A disposição dos preços nas lojas é uma das condicionantes de compra. Os consumidores são atraídos pelo lado gráfico, ainda mais quando o preço é realmente vantajoso. As etiquetas eletrônicas, que podem se ajustar a tamanho, cores e números de forma automática, já estão no mercado do varejo há anos e ainda não ganharam escala nos grandes empreendimentos. Há alguns exemplos como a loja da Ponto Frio, no Shopping Vila Olimpia, mas só como teste.

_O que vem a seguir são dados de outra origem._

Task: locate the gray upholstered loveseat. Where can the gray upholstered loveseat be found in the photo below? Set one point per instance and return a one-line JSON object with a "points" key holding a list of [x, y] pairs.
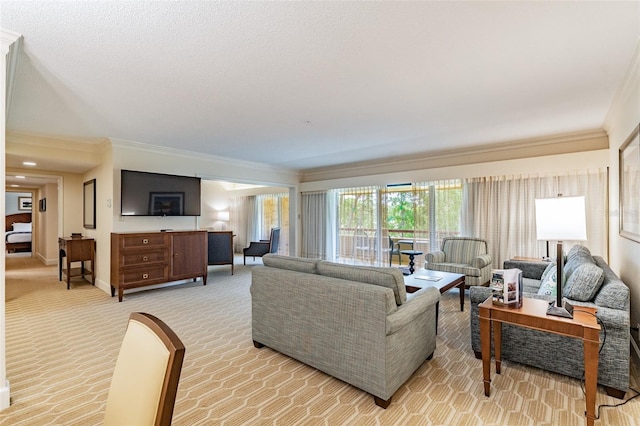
{"points": [[354, 323], [560, 354], [462, 255]]}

A Seal é a principal empresa do ramo fincada no Brasil e, por enquanto, só pequenos empórios e supermercados se aventuraram e mudaram os layouts das etiquetas de preços. As etiquetas funcionam de forma integrada com um sistema de software conhecido no meio como Planejamento de Recursos Empresariais (ERP, na sigla em inglês), que funciona como um centralizador de informações do estabelecimento (estoque, logística, fluxo de caixa e quaisquer outras informações que podem ser personalizadas).

Por meio desse sistema, por exemplo, é possível programar mudar o preço de todas as etiquetas sem auxílio de um funcionário. A principal ideia é reduzir custos. Geralmente, a troca de preços nos estabelecimentos é feita por atendentes. O erro na hora de mudar o valor das etiquetas pode acontecer e a divergência com o preço do caixa causa constrangimentos para o consumidor. Com as etiquetas o erro humano seria eliminado. A redução de custos também passa pelo quadro de funcionários, que, em muitos casos, têm um trabalhador específico para realizar a tarefa de trocar as etiquetas. E os custos com impressão de papel também seriam reduzidos com as etiquetas eletrônicas.